Posted upstream including proposed fix and testcase update: https://bugs.kde.org/show_bug.cgi?id=381289
(In reply to Lukas Slebodnik from comment #4) > (In reply to Mark Wielaard from comment #3) > > I cannot easily reproduce this. > But you should be > > sh# docker run -ti --rm fedora:rawhide bash [...] Cute! That does indeed gave an easy reproducer. I am not completely clear on why this wasn't an issue with older glibc. But it looks like newer glibc converts an epoll_wait into an epoll_pwait with a NULL sigmask argument. I don't know why it does that if there is a normal epoll_wait system call available.
(In reply to Mark Wielaard from comment #11) > I am not completely clear on why this wasn't an issue with older glibc. > But it looks like newer glibc converts an epoll_wait into an epoll_pwait > with a NULL sigmask argument. I don't know why it does that if there is a > normal epoll_wait system call available. The reason for this behavior is that newer architectures only support an epoll_pwait system call, and this allows us to consolidate the epoll_wait implementation across all architectures.
(In reply to Mark Wielaard from comment #11) > (In reply to Lukas Slebodnik from comment #4) > > (In reply to Mark Wielaard from comment #3) > > > I cannot easily reproduce this. > > But you should be > > > > sh# docker run -ti --rm fedora:rawhide bash > [...] > > Cute! That does indeed gave an easy reproducer. > I am glad I could help :-) I hope patch will be accepted soon in upstream. So our CI on rawhide will not be blocked for long time.

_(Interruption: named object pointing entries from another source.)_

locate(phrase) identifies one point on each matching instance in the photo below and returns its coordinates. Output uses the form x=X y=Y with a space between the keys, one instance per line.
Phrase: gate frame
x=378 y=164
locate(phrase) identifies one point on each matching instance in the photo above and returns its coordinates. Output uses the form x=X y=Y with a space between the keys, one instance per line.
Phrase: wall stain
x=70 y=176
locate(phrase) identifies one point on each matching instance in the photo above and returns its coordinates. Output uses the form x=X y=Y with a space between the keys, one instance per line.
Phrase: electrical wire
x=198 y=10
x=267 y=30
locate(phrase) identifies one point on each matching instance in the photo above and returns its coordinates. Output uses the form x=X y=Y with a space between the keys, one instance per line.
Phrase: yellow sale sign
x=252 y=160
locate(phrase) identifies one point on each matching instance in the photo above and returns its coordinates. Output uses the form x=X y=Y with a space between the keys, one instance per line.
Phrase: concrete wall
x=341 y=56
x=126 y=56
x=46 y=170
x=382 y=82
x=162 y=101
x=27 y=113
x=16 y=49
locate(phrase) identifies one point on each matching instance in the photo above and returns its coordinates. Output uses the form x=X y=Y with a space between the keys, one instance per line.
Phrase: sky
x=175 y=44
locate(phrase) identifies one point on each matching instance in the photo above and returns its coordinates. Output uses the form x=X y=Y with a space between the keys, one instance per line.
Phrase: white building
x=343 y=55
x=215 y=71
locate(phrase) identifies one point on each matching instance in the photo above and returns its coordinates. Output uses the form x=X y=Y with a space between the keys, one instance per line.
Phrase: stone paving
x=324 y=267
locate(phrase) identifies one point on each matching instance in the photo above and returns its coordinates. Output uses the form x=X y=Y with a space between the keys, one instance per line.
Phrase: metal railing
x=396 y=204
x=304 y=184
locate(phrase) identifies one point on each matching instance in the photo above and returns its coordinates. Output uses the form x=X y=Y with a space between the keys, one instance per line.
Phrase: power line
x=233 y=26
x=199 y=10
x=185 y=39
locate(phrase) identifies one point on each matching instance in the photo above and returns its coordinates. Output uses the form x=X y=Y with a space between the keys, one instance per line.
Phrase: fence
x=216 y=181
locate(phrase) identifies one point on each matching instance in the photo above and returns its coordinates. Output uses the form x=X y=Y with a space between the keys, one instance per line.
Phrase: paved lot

valgrind-3.13.0-2 - Add valgrind-3.13.0-ppc64-check-no-vsx.patch - Add valgrind-3.13.0-epoll_pwait.patch (#1462258) - Add valgrind-3.13.0-ppc64-diag.patch https://koji.fedoraproject.org/koji/buildinfo?buildID=909403 https://copr.fedorainfracloud.org/coprs/mjw/valgrind-3.13.0/build/567497/
valgrind-3.13.0-4.fc26 has been submitted as an update to Fedora 26. https://bodhi.fedoraproject.org/updates/FEDORA-2017-4315a2f0cd
valgrind-3.13.0-4.fc26 has been pushed to the Fedora 26 testing repository. If problems still persist, please make note of it in this bug report. See https://fedoraproject.org/wiki/QA:Updates_Testing for instructions on how to install test updates. You can provide feedback for this update here: https://bodhi.fedoraproject.org/updates/FEDORA-2017-4315a2f0cd
valgrind-3.13.0-4.fc26 has been pushed to the Fedora 26 stable repository. If problems still persist, please make note of it in this bug report.